MR. JUSTICE LURTON delivered the opinion of the court.
The question upon which these cases have been brought to this court is whether the Massachusetts court gave to a New York judgment pleaded as a bar to a Massachusetts suit that full faith and credit required by the first section of Art. IV of the Constitution of the United States, and § 905, Revised Statutes, enacted in pursuance thereof.
The Old Dominion Copper and Smelting Company, hereafter designated the Copper Company, a corporation
of New Jersey, filed two bills in an equity court of Massachusetts against the plaintiff in error, Albert S. Bigelow, to recover secret profits realized by him, and an associate, one Lewisohn, as organizers or promoters of the Copper Company, in selling the mining properties of another corporation, called the Baltimore Company, and certain neighboring properties, designated in the transcript, "outside properties.'
The two sales were for distinct considerations. The bills alleged that when these sales were made the Copper Company was under the absolute control of the two promoters, Bigelow and Lewisohn, and that they divided the profits between them. The fundamental facts in each case were the same. The two cases were heard together in the state courts, and are now heard as if one case, though upon separate writs and distinct records.
Demurrers were interposed and overruled. The allegations of the bills are fully shown in 188 Massachusetts, 315, where one of the cases was considered on demurrer. Answers were then filed and a great mass of evidence taken. Upon a full hearing the allegations of the respective bills were held to be sustained by the proofs and final decrees were rendered for the plaintiff in sums aggregating $2,178,673.33. The decrees were affirmed in the Supreme Judicial Court.

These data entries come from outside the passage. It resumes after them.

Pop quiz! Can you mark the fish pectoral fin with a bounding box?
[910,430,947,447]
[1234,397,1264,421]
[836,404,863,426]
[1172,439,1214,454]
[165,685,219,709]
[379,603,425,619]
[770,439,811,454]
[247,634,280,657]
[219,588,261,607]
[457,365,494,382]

The Federal question, upon which the judgment of this court is sought, arose in this wise: Bigelow, the plaintiff in error here, was a citizen of Massachusetts, and was, therefore, sued in the courts of that State. Lewisohn, who was Bigelow's associate promoter, was a citizen of New York. He was, therefore, sued separately in the Circuit Court of the United States for the Southern District of New York. The bills filed there were identical in every essential with those filed in Massachusetts. In the two sets of bills it was alleged that Bigelow and Lewisohn were joint promoters of the Copper Company, and
as such made the sales to it while under their entire control, and that they had realized fraudulent profits. Demurrers were interposed in the New York cases, which were sustained, and the bills dismissed. These judgments were affirmed in the Circuit Court of Appeals for the Second Circuit. The judgment in one of these cases (Old Dominion Copper Co. v. Lewisohn), that relating to the sale of the "outside properties," was brought to this court by certiorari and affirmed, the opinion being by Mr. Justice Holmes, 210 U. S. 206, where the facts of the case are stated.

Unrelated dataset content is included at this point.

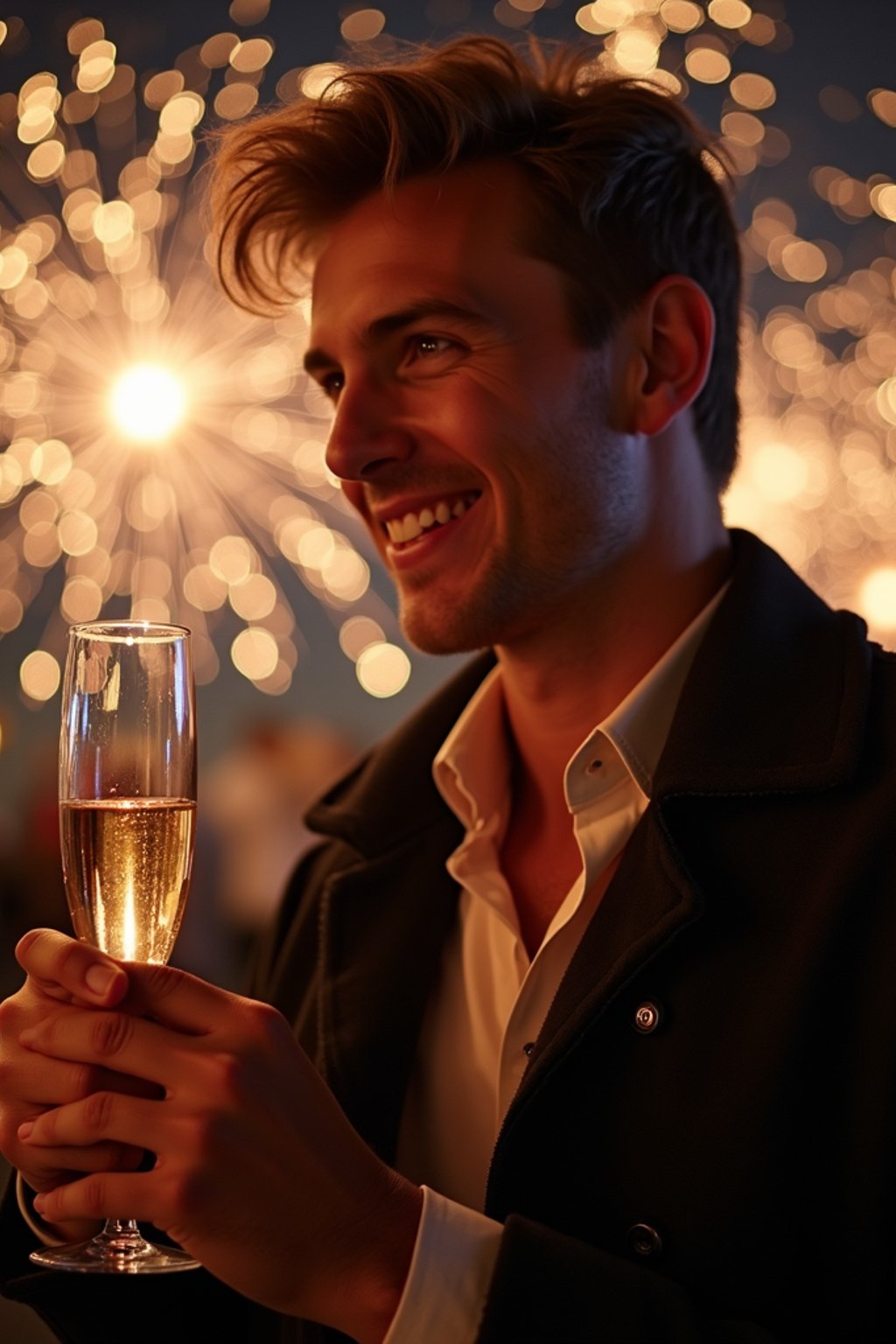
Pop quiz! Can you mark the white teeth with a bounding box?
[386,500,472,546]
[404,514,424,542]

The final decree in one of the New York cases was pleaded in a supplemental answer in the pending Massachusetts cases as a bar to the suits against Bigelow. The Massachusetts court adjudged that Bigelow was neither a party or a privy to the New York suits, and was, therefore, not protected by the judgment therein.

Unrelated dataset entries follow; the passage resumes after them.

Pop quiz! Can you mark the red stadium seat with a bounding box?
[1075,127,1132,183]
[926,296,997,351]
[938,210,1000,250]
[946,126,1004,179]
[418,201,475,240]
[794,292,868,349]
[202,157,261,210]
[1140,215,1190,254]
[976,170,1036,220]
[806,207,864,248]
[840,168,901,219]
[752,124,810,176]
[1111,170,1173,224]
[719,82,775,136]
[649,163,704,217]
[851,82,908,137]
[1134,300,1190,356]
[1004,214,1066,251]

To conclude Bigelow by the New York judgment, it must appear that he was either a party or a privy. That he was not a party to the record is conceded. He had no legal right to defend or control the proceedings, nor to appeal from the decree. He was, therefore, a stranger, and was not concluded by that judgment as a party thereto. That he was indirectly interested in the result because the question there litigated was one which might affect his own liability as a judicial precedent in a subsequent suit against him upon the same cause of action is true, but the effect of a judgment against Lewisohn as a precedent is not that of res judicata, and the Massachusetts court was under no obligation to follow the decision as a mere judicial precedent. Nor would assistance in the defense of the suit, because of interest in the decision as a judicial precedent which might influence the decision in his own case, create an estoppel as to Bigelow. Stryker v. Goodnow, 123 U. S. 527. Also Rumford Chem. Works v. Hygienic Chem. Co., 215 U. S. 156.